# Weight of Kids



## Waldo (May 12, 2014)

I'm curious about how big most folks see their kids getting at various points in their life, since I don't know many people who have goats. The boer kids got weighed today, so I decided to start this thread up.

Sugar was born Feb 10th and weighs 20 pounds today. 
Spice was born Feb 10th and weighs 18 pounds.
Belle was two weeks premature, born Feb 25th and weighs 8 pounds! 
How big are your kids getting?!


----------



## ksalvagno (Oct 6, 2009)

How much did they weigh when they were born?


----------



## Waldo (May 12, 2014)

Not sure. I didn't have them until they were three days old. I think they were about Belle's size currently when I picked them up.


----------



## TDG-Farms (Jul 12, 2013)

Not an easy question to answer or track. A doe who has triplets might have 3 5lbs babies. While a doe having a single could have a 12-15 lbs baby. When you have the potential for such variance at birth, a kids weight is kinda moot. As long as they are growing well, I dont even try to track it


----------



## RPC (Nov 6, 2009)

I used to keep really close track for fun. I think if a boer can gain half a pound a day it's doing alright but .75 pounds a day is awesome. Mine were normally .60 pounds a day. The only one that didn't gain as fast was my smallest of triplets. But she has since caught up and had her first kids this year.


----------



## Little-Bits-N-Pieces (Apr 7, 2013)

Just have one kid so far this year, alpine bottle baby, he's 9 days old and 14lbs 3oz tonight, birth weight was 7lbs 10oz.

Last years Boer kids were 30 and 33lbs by 28 days. Birth weights were 9 & 11lbs.


----------



## Waldo (May 12, 2014)

Little-Bits-N-Pieces said:


> Last years Boer kids were 30 and 33lbs by 28 days. Birth weights were 9 & 11lbs.
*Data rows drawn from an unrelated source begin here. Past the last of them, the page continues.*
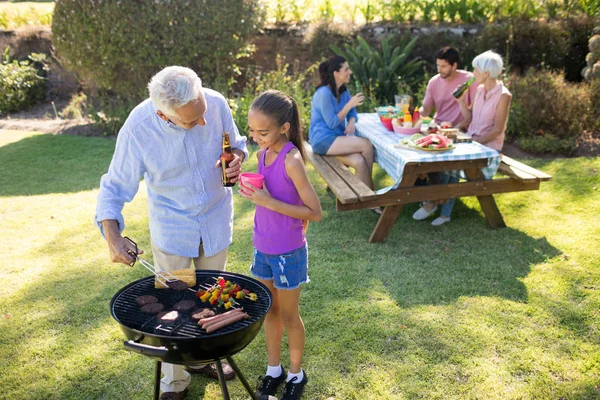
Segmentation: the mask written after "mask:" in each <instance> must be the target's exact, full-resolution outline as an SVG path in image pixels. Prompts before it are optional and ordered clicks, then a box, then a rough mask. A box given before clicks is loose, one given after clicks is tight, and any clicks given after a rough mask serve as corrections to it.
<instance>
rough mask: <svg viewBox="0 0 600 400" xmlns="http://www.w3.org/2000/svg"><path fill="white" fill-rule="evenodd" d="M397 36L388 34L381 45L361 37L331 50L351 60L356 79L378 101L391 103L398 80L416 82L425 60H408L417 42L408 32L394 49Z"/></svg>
mask: <svg viewBox="0 0 600 400" xmlns="http://www.w3.org/2000/svg"><path fill="white" fill-rule="evenodd" d="M395 37H396V35H389V36H386V37H384V38H383V40H382V41H381V48H380V49H377V48H375V47H371V46H370V45H369V44H368V43H367V41H366V40H365V39H363V38H362V37H361V36H358V37H357V38H356V41H355V42H354V43H352V44H350V45H349V44H346V45H344V48H343V50H342V49H340V48H339V47H337V46H334V45H331V46H330V48H331V50H332V51H333V52H334V53H335V54H337V55H340V56H342V57H344V58H345V59H346V60H347V61H348V65H349V66H350V69H351V70H352V73H353V76H354V78H355V79H356V80H357V81H358V82H359V83H360V86H361V88H362V90H363V92H364V93H365V95H366V96H374V97H375V98H376V99H377V102H378V103H379V104H382V105H383V104H392V103H393V101H394V94H396V88H397V87H398V83H399V82H400V81H403V82H405V83H407V84H409V85H411V84H413V83H414V81H415V79H416V74H417V72H418V71H419V70H420V68H421V65H422V64H423V61H422V60H420V59H417V58H415V59H412V60H409V59H408V57H409V56H410V53H411V52H412V50H413V48H414V47H415V44H416V42H417V37H414V38H412V39H411V38H410V37H409V33H408V32H407V33H406V34H405V35H404V36H403V37H402V38H401V39H400V42H399V43H398V45H397V46H396V47H395V48H393V49H392V45H391V42H392V41H393V39H395Z"/></svg>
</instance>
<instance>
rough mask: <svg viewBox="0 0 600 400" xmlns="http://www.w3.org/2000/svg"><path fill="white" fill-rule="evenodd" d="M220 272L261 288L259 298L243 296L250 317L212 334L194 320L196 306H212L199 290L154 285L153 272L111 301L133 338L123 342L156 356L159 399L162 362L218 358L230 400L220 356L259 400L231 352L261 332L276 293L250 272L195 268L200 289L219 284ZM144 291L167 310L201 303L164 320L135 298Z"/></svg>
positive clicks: (200, 363)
Wow! Your boer kids are little hams compared to the ones I'm fostering!


----------



## christinajh (Jan 24, 2013)

Dam raised twins grow really fast compared to bottle babies or triplets +. They all catch up in the end. I just look for consistent gains


----------



## CountyLineAcres (Jan 22, 2014)

Like everyone has said, it all depends! One single doeling of ours is gaining .8lbs, but her single half sister is only gaining about .7lbs. The triplets are gaining less then those two, but that is to be expected. The twins are right in the middle at .6lbs.

I find twins to be the perfect balance as triplets grow a bit slower and singles are basically chubby monsters.


----------



## Waldo (May 12, 2014)

I expected it to depend on the kids and such, I was just wondering how everyone's kids were growing.


----------



## amanda2017 (Feb 16, 2015)

Our boer triplets were born on March 7. Weighing 7,8,9 lbs. today they weigh 13,14,15. So that's about 6 lbs each in 13 days.


----------